Scheme - function to count occurrences of atom in argument

Question

I'm new to scheme and trying to learn functions. I want to create a function where I can count all occurrences of the atom "a" in an argument. This is what I have written so far. I'm not sure what to write in the third condition. Please help out.

(define (count-a arg)
   (COND
     ((null? arg) 0)
     ((eq? arg 'a) 1)
     ((list? arg) ( ___ + ( ___ count-a arg)))
     (else 0)
     
))

This is the output i want:

(count-a 'a) 1

(count-a 'aa) 0

(count-a '(a)) 1

(count-a '(ab c) 0

(count-a '(a (b c) (c (d a) a) (((a b))))) 5

Answer 1

Welcome to Stack Overflow!

Solution:

(define (count-a  arg)
  (cond ((null? arg) 0)
        ((not (pair? arg)) 
          (if (equal? arg 'a)
              1
              0))
        ;; At this point we know arg is a pair, and we recurse.
        (else (+ (count-a (car arg)) (count-a (cdr arg))))))

Test:

Here are the tests you specified, compressed into a single line.

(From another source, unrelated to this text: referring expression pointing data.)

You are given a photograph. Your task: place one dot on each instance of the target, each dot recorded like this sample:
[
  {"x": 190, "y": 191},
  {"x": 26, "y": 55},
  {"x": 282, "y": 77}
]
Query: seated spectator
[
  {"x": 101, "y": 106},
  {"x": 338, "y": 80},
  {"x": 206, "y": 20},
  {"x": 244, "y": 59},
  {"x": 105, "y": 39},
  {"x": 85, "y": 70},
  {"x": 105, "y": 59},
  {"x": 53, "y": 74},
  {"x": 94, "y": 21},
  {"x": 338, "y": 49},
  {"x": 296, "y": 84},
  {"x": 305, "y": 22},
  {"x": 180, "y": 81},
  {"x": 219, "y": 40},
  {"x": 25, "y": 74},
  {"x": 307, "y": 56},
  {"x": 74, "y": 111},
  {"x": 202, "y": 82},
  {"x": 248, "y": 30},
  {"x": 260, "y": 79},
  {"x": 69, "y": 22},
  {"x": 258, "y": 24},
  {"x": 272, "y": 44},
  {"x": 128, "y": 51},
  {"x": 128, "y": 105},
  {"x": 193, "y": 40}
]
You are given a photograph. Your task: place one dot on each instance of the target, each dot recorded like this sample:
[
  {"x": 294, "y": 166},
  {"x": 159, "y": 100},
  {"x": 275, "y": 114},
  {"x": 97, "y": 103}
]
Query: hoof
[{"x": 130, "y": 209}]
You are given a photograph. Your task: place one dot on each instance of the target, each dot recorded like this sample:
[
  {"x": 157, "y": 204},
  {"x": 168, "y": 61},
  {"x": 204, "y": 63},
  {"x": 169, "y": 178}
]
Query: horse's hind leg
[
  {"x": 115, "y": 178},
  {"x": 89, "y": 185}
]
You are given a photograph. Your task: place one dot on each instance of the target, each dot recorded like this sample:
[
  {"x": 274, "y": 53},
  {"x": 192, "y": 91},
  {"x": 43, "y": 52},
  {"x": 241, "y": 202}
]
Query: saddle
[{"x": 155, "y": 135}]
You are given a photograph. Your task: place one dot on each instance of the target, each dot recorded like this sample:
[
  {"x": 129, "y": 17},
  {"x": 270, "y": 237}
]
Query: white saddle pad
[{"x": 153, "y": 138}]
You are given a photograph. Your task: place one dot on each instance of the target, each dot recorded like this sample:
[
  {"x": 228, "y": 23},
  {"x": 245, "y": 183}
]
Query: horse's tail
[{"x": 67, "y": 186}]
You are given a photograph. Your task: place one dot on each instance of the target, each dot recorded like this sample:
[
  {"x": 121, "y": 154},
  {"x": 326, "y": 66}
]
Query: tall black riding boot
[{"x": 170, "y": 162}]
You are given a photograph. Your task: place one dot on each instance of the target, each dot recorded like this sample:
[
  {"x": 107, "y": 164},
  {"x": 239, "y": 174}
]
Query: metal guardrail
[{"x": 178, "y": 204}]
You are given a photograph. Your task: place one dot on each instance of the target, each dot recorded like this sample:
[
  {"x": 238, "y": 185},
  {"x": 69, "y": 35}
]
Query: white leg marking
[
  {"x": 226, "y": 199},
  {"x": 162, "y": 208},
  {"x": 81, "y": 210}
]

;; Chibi-Scheme REPL - other implementations might look different.
> (map  count-a '(a aa (a) (ab c) (a (b c) (c (d a) a) (((a b))))))
(1 0 1 0 4)

You didn't say what you want to happen if arg is a dotted pair. But let's check it out just for fun.

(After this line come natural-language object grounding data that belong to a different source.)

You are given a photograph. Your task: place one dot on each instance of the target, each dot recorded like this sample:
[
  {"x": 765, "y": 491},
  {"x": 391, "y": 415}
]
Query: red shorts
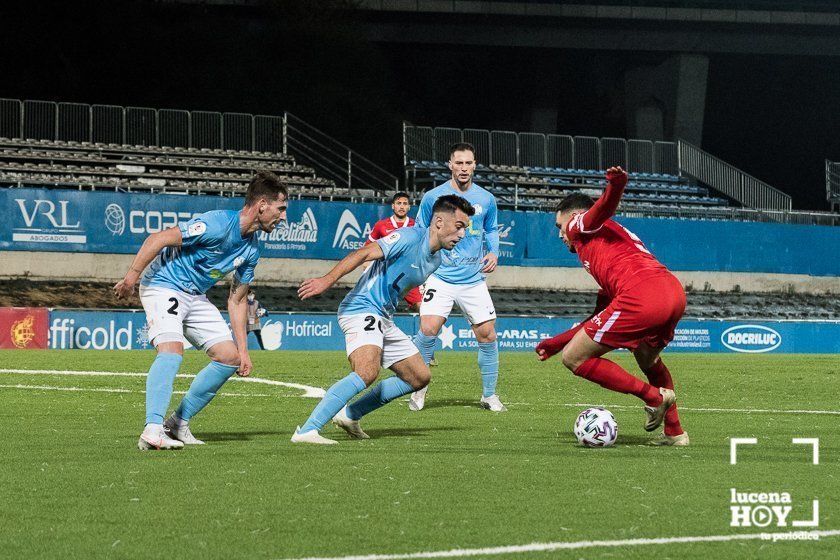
[
  {"x": 413, "y": 297},
  {"x": 645, "y": 313}
]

> (map count-a '((ab . '()) (ab . a) (a . a)))
(0 1 2)

So when I run your last test on my code, it yields 4 where you expected 5. I maintain that my code is correct and your test specification is incorrect, as there are only four instances of 'a in the argument of count-a.

Discussion:

You specified in your headline that the thing the count-a function will be counting is an atom. So you have to check whether arg is an atom or not. Since Scheme doesn't have an atom? function, I'll assume that an atom is anything that's not '() and not a pair. (This is consistent with the atom function of Common Lisp, as well as other Lisp dialects.)

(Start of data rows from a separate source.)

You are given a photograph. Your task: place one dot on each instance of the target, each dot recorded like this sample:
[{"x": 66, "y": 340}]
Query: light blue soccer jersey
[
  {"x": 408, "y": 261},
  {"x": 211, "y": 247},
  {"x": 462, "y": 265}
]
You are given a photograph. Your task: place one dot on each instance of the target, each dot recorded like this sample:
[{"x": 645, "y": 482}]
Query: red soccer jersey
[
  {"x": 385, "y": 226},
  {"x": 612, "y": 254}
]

Since your code already deals with arg being '(), we only have to deal with arg being, or not being a pair.

If arg is not a pair and (equal? arg 'a), then (count-a arg) equals 1. Else, it equals 0.

If arg is a pair, we can recurse into car arg) and (cdr arg), however deeply nested arg may be, and increase our count whenever we find an atom that equals a.

Hope that helps.

Answer 2

(___ + ( ___ count-a arg)) doesn't seem right to me. Remember Scheme is a prefix language. It's (+ 1 2 3) instead of 1 + 2 + 3.

In the third one you have two lists parts. eg. '(a a) so you need to call count-a on the car and on the cdr of the list and add the results together. eg. (count-a '(a a)) should give the same result as (+ (count-a 'a) (count-a '(a))

Good luck